The build vs. buy framework also extends to marketing. Ventamatic’s investment in brand-building content – installation videos, behind-the-scenes manufacturing, the Dream Shop series – is user-driven product development applied to the brand experience itself. Customers are not just buying a ventilator. They are buying confidence, support, and the assurance that someone will pick up the phone if a product from the eighties needs a replacement part.

Authenticity as a Competitive Advantage in a Crowded Market

There is a version of product development that optimizes purely for cost and speed to market. Ventamatic has watched that approach play out on Amazon, where some innovations are copied by competitors within two to three months of launch.

The response has not been to stop innovating. Instead, Ventamatic has doubled down on what cannot be easily replicated: authentic brand relationships, US-based customer support, honest installation content showing real mistakes, and a legacy connecting current customers to a 75-year manufacturing history.

“People can tell the difference,” McConnell said. “Being authentic with your brand – doing things like we’re doing with Dream Shop, where as I’m doing installations, I might break something accidentally – that’s the reality of installation. You are going to have things that don’t go perfectly. And showing that authentic side of the brand is what we’re working on.”

Customer-driven product development, at its best, is not just a research process. It is a cultural commitment to staying connected to the people who use what you make. That connection shapes not only what you build, but how you talk about it, how you support it, and how long customers stay with your brand.

Where Real Product Insights Come From

If you are making decisions based entirely on engineering proposals or dashboard reports, you are working with an incomplete picture. The most useful product insight often lives in a review comment, a customer service call, or a moment on a roof where a flat base does not meet a corrugated surface.

User-driven product development does not require a massive research budget. It requires proximity – to your customers, to your product, and to the real conditions in which your work is being used. Start there.
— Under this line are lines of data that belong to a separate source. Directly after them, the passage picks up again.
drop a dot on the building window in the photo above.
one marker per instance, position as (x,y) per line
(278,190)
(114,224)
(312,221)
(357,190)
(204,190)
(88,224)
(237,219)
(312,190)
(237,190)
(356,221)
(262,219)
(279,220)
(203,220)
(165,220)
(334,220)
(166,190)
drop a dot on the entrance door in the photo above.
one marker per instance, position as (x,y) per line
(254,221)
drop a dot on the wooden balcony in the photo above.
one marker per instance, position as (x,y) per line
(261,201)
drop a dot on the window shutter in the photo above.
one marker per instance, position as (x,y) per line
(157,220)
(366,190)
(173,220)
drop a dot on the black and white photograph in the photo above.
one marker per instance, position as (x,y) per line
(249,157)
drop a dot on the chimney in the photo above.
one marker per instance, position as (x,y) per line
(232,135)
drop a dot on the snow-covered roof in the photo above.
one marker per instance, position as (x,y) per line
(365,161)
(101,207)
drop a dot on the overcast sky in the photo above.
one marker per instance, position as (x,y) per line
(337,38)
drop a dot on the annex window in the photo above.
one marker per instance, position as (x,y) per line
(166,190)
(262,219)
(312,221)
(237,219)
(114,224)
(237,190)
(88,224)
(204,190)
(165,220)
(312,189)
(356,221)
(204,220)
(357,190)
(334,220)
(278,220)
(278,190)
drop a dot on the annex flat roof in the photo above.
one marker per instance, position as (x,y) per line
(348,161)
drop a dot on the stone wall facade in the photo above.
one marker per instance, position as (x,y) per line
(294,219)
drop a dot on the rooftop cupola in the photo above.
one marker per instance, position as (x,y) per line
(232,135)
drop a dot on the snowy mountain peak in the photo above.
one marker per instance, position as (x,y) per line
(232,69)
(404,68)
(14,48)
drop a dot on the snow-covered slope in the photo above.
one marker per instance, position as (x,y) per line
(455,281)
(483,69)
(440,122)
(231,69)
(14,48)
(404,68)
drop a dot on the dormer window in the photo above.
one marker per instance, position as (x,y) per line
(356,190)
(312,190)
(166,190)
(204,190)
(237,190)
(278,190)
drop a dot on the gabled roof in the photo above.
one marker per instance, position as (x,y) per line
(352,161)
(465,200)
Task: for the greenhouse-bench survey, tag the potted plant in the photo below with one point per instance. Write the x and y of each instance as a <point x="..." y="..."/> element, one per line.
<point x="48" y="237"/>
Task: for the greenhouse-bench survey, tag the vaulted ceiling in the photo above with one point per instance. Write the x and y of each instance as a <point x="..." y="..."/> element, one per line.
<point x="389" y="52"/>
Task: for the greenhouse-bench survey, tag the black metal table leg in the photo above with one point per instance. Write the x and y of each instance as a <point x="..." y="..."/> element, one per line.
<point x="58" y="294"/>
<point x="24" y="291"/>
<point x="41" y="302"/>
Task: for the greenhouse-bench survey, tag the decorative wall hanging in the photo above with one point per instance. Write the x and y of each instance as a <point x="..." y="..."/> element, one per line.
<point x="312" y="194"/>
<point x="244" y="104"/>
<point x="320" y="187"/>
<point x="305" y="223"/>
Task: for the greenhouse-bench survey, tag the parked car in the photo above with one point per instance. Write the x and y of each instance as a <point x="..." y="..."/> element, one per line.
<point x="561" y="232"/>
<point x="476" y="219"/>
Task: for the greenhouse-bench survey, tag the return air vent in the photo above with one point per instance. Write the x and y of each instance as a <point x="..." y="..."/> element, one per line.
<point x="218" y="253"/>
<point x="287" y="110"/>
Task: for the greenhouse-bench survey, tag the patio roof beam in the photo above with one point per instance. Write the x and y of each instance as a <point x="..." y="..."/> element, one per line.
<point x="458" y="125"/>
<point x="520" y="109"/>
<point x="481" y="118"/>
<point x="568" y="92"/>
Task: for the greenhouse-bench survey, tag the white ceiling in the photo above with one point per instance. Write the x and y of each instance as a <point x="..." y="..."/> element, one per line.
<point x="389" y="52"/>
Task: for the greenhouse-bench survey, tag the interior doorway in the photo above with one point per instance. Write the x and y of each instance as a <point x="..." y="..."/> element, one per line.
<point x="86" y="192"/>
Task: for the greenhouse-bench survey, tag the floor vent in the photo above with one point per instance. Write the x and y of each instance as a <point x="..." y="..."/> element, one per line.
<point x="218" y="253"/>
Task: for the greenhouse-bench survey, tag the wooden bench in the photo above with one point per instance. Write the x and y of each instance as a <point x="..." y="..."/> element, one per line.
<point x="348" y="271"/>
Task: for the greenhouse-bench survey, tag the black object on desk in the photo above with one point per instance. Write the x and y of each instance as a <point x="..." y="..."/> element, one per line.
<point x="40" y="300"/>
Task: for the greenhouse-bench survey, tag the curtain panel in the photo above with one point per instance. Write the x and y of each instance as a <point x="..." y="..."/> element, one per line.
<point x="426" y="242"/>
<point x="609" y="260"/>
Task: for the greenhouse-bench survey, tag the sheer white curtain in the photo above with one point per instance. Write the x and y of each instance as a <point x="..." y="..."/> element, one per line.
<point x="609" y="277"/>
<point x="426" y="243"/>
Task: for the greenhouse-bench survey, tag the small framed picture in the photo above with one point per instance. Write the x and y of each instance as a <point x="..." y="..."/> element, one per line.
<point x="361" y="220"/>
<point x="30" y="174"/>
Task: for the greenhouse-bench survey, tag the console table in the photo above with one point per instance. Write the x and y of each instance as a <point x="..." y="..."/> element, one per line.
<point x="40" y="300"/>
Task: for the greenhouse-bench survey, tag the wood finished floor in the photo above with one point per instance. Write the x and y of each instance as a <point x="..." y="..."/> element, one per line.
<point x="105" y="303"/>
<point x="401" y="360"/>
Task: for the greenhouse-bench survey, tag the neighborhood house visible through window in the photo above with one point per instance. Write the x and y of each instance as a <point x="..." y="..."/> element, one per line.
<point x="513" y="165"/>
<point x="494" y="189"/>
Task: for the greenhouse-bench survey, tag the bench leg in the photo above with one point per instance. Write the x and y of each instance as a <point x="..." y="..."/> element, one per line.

If you are working through product strategy, brand positioning, or go-to-market planning and want a team that understands both sides of the innovation equation, reach out to The Marketing Blender. We work with manufacturers and B2B brands ready to put their customers at the center of what they build.

FAQs

How does customer-driven product development differ from traditional product development? Traditional product development often starts with internal ideas or engineering capabilities and moves outward to find a market. Customer-driven product development reverses that flow – it starts with real user behavior, complaints, needs, and workarounds, and uses those signals to guide what gets built. The result is a product that solves problems people actually have, rather than problems a team imagined they might have.
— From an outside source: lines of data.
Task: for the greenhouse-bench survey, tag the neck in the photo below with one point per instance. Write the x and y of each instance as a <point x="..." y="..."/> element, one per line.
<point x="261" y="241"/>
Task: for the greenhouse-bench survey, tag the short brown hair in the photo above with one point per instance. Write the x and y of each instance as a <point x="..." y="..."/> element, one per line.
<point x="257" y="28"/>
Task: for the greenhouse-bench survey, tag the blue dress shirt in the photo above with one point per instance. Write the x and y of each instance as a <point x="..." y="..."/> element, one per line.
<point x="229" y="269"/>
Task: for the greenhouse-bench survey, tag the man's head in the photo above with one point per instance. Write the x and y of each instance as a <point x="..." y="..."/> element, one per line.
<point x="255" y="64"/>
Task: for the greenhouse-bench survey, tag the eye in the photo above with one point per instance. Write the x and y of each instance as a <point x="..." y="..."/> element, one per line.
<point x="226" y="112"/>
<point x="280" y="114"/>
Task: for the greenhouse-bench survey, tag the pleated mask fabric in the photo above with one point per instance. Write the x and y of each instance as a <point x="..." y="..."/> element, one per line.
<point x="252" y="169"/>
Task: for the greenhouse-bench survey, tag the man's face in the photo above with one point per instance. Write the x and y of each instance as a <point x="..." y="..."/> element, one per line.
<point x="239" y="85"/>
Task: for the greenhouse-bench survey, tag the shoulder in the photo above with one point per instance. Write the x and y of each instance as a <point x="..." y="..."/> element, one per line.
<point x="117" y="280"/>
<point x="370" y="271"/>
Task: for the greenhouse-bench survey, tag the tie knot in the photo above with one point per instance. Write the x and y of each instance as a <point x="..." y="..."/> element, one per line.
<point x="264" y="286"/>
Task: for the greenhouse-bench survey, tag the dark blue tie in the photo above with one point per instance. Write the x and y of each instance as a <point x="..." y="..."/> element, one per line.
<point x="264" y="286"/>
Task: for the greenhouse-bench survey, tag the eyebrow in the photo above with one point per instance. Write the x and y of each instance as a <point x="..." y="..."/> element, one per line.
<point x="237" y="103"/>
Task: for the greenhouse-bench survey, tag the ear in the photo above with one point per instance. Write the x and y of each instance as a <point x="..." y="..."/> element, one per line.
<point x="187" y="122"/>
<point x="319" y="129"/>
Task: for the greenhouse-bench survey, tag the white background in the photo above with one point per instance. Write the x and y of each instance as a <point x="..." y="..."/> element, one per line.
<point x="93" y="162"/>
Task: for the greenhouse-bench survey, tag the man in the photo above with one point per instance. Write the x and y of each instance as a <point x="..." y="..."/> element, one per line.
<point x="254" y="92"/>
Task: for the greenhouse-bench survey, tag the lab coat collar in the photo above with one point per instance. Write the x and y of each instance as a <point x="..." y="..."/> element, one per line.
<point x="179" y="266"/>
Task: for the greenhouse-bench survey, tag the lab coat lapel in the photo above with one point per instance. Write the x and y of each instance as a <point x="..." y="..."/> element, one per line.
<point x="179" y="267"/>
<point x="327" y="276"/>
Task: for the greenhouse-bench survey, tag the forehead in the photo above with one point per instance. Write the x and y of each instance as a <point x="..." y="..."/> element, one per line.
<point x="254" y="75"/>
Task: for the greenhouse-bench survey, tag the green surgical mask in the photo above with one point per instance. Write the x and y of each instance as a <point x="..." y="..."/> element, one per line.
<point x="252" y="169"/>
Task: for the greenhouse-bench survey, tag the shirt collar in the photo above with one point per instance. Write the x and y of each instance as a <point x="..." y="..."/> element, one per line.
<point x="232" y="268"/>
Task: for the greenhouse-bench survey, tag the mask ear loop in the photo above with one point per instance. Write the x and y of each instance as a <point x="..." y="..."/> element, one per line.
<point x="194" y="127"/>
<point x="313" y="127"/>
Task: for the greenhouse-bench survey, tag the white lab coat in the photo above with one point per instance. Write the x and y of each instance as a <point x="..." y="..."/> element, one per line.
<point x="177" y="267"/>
What tools can B2B companies use to gather user insights affordably? Social media polls, e-commerce review analysis, AI-assisted feedback parsing, direct customer support transcripts, and hands-on product testing are all highly accessible options. Many of the most valuable insights come not from formal research but from getting close to how customers actually use the product in the field.
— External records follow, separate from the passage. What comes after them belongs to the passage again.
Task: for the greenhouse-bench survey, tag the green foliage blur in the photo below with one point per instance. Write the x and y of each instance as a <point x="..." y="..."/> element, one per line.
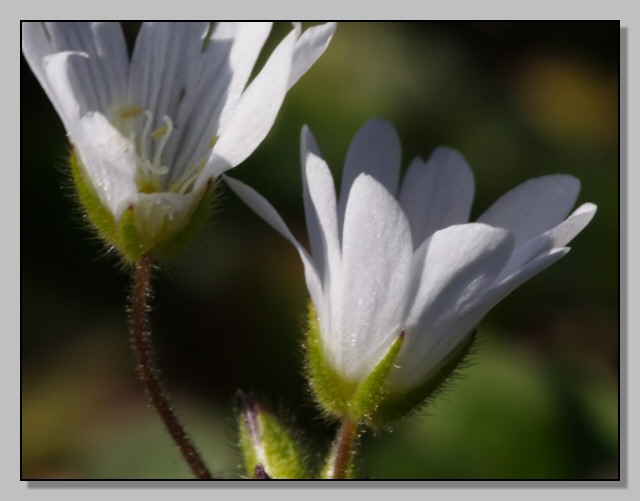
<point x="541" y="398"/>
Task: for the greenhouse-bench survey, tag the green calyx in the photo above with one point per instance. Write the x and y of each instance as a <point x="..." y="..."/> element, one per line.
<point x="267" y="445"/>
<point x="357" y="401"/>
<point x="126" y="235"/>
<point x="372" y="401"/>
<point x="399" y="404"/>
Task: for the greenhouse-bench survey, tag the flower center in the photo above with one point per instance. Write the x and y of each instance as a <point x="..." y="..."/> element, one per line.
<point x="151" y="175"/>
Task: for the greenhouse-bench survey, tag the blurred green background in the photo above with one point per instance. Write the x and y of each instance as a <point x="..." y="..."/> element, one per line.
<point x="541" y="401"/>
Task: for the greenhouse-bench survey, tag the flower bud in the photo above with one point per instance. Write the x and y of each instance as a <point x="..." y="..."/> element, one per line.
<point x="269" y="449"/>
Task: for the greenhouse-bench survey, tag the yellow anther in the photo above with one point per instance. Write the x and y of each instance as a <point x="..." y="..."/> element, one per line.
<point x="159" y="132"/>
<point x="131" y="111"/>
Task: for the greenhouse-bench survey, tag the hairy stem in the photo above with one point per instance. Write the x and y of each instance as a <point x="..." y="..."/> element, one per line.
<point x="141" y="333"/>
<point x="343" y="451"/>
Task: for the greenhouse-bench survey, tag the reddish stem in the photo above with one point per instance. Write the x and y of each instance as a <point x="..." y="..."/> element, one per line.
<point x="141" y="333"/>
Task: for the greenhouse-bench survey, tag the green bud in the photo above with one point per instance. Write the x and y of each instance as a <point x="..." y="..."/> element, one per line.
<point x="269" y="449"/>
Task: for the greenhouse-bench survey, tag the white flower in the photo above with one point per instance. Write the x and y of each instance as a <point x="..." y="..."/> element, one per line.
<point x="389" y="258"/>
<point x="152" y="130"/>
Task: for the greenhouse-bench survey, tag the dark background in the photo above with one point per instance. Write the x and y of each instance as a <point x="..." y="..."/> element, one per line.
<point x="519" y="100"/>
How do you know when to build a product solution in-house vs. partner with an outside supplier? Timing and customer urgency are the primary factors. If a customer problem is pressing and someone in the market already solves it well, partnering is the faster path to value. Building in-house makes more sense when no existing solution fits, when long-term cost savings are significant, or when the capability is core to your brand differentiation. In many cases, as Ventamatic’s experience shows, the answer is both – partner now, build for the future.